Oh dear. Jessie (not her real name and, by the way, kids are still tanning?) goes on to say that the book is totally popular among teens, and Lewak goes on to talk about the "Lolita-esque literati" who are not only reading the book, but are reading it because their moms loaned it to them. One 16-year-old actually "takes notes so she could practice with her boyfriend.” Hm.

There's a lot of handwringing about this and probably more to come, with the parent police saying a "Mature" warning label, which Vintage puts on the books, isn't enough and that reading this series is bad for girls, who will think that the relationship depicted within is "normal." The idea of teens "taking notes to practice" from this book is a little disturbing indeed, both practically and factually, but, of course, trying to dub any relationship, sexual or otherwise, as "normal" presents problems in itself. On the upside, at least these girls are reading, and hopefully talking about what they read. They could be Googling instead. And didn't we sort of get this paternalistic conversation already, but with women, who might "take the wrong lesson" from the unrealistic relationship and sex depicted within?

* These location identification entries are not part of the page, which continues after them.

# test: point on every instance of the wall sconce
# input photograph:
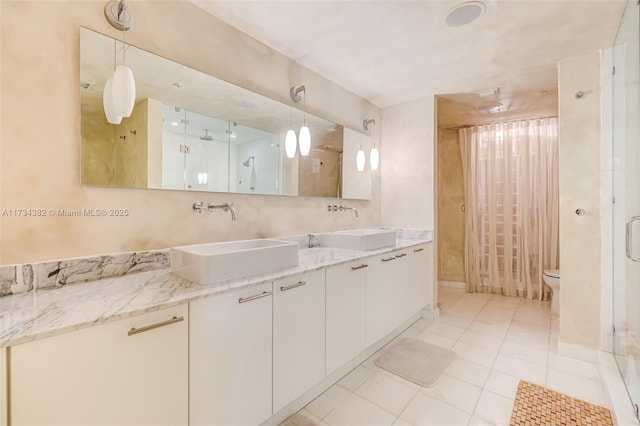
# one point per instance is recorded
(290, 141)
(305, 134)
(374, 155)
(123, 85)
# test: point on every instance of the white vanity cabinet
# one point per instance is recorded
(345, 310)
(298, 335)
(420, 260)
(230, 371)
(132, 371)
(381, 296)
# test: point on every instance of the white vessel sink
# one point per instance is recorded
(211, 263)
(360, 239)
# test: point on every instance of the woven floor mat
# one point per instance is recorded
(537, 405)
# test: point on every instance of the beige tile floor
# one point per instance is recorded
(498, 341)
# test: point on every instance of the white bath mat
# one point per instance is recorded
(417, 361)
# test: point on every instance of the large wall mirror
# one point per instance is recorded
(194, 132)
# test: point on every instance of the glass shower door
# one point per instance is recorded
(626, 207)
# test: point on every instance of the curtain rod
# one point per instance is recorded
(499, 122)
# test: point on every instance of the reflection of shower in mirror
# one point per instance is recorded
(246, 162)
(206, 136)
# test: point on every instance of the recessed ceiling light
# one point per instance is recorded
(488, 92)
(465, 13)
(491, 108)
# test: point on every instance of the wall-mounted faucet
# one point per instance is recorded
(343, 208)
(198, 206)
(335, 208)
(228, 207)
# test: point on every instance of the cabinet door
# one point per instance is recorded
(421, 261)
(382, 296)
(105, 375)
(345, 313)
(230, 358)
(406, 280)
(298, 335)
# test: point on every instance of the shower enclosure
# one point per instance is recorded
(626, 201)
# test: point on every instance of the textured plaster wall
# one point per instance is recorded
(450, 198)
(40, 135)
(580, 182)
(407, 161)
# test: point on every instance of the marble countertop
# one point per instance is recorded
(34, 315)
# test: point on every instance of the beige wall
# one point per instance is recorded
(408, 170)
(580, 182)
(451, 225)
(40, 135)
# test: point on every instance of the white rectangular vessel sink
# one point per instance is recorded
(216, 262)
(360, 239)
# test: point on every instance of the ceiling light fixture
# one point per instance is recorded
(491, 108)
(305, 134)
(374, 155)
(465, 13)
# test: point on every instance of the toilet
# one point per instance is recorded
(552, 279)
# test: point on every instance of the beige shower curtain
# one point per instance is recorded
(511, 197)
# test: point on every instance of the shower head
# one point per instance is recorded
(206, 136)
(246, 162)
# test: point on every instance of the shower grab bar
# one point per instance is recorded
(629, 237)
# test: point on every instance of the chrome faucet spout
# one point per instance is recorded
(228, 207)
(343, 208)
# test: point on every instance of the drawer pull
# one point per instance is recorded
(254, 297)
(154, 326)
(289, 287)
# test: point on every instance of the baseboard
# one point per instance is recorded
(578, 352)
(453, 284)
(621, 406)
(430, 313)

It's not surprising that kids are going to read (or, if it's on TV or in the movies, watch) whatever's being talked about and read by their parents—especially if it seems forbidden and/or sexy, and especially if everyone else is talking about it, too. Twenty million copies are out there, being sold at bodegas and in supermarket checkout lines; of course kids are going to get a look at a few, and of course, if parents forbid it, they're going to try even harder to get another look. Remember sneaking copies of Clan of the Cave Bear or Flowers in the Attic from your mom back in the '80s? Sex sells for teens, too, and the publishing industry knows this; that's part of why they've been "revitalizing" their covers of some much-loved classics read by high schoolers.

As with anything else that adults worry may be bad for kids, it probably depends on the kid. But in this writer's view, more than the supposedly erotic content of the books is the fact that the reading level and, actually, the writing caliber of the Fifty Shades books is well below anything in the Harry Potter or Hunger Games series. That may be the most concerning issue about any of this. (A better pick is Judy Blume's Forever, which is an e-book now, too.) At the same time, we would be wise to remember that Fifty Shades all began, quite humbly, as the fan fiction of yet another book that teens (and adults) devoured: The Twilight series.